Preparation time 10 mins

Cooking time 15 mins

Ingredients


2 large free-range eggs plus

1 egg yolk

40 g Parmesan cheese, plus extra to serve

150 g slices of bacon (or pancetta)

300 g  fresh or dried pasta 

2 cloves of garlic

Extra virgin olive oil

Coarsely ground pepper

Classic Carbonara

Instructions


Put the eggs and egg yolk into a bowl, finely grate in the Parmesan, season with pepper, then mix well with a fork and put to one side.

Cut the bacon into little squares and set aside.

Bring a large pot of salty water to boil for your pasta. If using dried pasta from the store, follow the instructions on the packet and start cooking the pasta now.


Meanwhile, take a medium frying pan and place it over medium-high heat. Throwing in the bacon bits, coarsely ground pepper and adding one tablespoon of extra virgin olive oil if the bacon is not fatty enough. Stir and cook for 3 minutes.

If using fresh pasta (that takes about 1 minute to cook) now is the time to cook it.


Peel the garlic, then crush it with the side of a knife and chop it finely, add it to the pan and leave it to flavour the fat for 1 minute until it starts to crisp up. (Don’t let the garlic turn brown or burn).

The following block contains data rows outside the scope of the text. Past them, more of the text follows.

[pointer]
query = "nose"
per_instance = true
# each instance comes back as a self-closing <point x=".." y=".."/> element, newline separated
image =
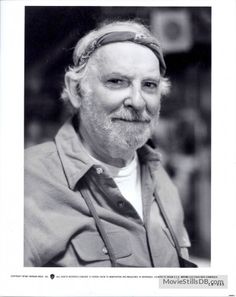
<point x="135" y="98"/>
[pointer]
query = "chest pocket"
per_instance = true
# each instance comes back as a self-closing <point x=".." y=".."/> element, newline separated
<point x="89" y="247"/>
<point x="182" y="238"/>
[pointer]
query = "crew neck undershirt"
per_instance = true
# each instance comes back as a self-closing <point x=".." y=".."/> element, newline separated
<point x="128" y="181"/>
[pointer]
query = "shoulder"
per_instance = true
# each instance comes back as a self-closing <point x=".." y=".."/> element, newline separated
<point x="42" y="167"/>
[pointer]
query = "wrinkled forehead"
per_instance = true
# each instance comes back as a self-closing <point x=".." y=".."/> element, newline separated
<point x="125" y="57"/>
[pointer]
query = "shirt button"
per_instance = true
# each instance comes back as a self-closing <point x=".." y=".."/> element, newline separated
<point x="120" y="204"/>
<point x="99" y="170"/>
<point x="104" y="250"/>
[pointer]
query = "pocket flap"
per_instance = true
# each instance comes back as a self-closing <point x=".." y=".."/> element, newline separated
<point x="182" y="237"/>
<point x="90" y="246"/>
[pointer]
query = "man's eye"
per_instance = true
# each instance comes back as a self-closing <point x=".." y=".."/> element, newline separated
<point x="116" y="83"/>
<point x="150" y="85"/>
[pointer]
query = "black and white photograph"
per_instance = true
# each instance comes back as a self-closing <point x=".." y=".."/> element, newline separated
<point x="117" y="148"/>
<point x="117" y="130"/>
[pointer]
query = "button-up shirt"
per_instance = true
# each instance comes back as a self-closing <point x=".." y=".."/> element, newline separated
<point x="60" y="229"/>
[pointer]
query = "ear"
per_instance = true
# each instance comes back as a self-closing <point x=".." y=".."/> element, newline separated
<point x="72" y="89"/>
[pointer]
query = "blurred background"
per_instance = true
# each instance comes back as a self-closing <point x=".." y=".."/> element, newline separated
<point x="184" y="132"/>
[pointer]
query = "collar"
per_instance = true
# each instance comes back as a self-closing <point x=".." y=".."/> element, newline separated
<point x="77" y="162"/>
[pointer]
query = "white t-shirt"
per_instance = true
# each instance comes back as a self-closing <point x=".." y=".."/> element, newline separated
<point x="128" y="180"/>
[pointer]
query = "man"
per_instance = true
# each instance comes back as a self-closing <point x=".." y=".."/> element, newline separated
<point x="97" y="195"/>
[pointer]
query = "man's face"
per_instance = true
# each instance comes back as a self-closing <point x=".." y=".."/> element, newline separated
<point x="123" y="101"/>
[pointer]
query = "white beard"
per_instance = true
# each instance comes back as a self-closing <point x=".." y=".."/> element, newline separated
<point x="118" y="138"/>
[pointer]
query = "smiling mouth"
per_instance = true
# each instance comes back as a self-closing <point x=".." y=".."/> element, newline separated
<point x="130" y="120"/>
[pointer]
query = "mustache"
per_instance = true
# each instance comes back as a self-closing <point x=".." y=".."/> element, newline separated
<point x="131" y="115"/>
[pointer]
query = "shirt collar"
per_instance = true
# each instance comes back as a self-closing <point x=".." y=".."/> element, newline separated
<point x="76" y="161"/>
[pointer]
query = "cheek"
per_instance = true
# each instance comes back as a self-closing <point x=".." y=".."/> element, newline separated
<point x="153" y="104"/>
<point x="109" y="100"/>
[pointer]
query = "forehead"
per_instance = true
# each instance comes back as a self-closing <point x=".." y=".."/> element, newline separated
<point x="128" y="58"/>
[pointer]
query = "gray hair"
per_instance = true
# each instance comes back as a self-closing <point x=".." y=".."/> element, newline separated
<point x="79" y="73"/>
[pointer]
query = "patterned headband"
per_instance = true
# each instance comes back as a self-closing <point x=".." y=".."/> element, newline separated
<point x="122" y="36"/>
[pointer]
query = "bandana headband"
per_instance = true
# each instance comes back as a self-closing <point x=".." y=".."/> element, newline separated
<point x="122" y="36"/>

Instead of draining the pasta through a colander use tongs or a slotted spoon (depending on what pasta you use) to take the pasta out of the water and add it straight into the bacon (don’t worry about the excess water from the pasta, you want that in!) Toss well over the heat so it really soaks up all that lovely flavour, then removes the pan from the heat. The fat from the bacon and the pasta water should make a nice smooth sauce that will make the pasta nicely coated and hydrated. If it seems too dry add a splash of the pasta water and toss well.


Pour in the egg mixture – the pan will help to cook the egg gently, rather than scrambling it. Toss well, adding more pasta water until it’s lovely and glossy.


Serve with a grating of Parmesan and an extra twist of pepper.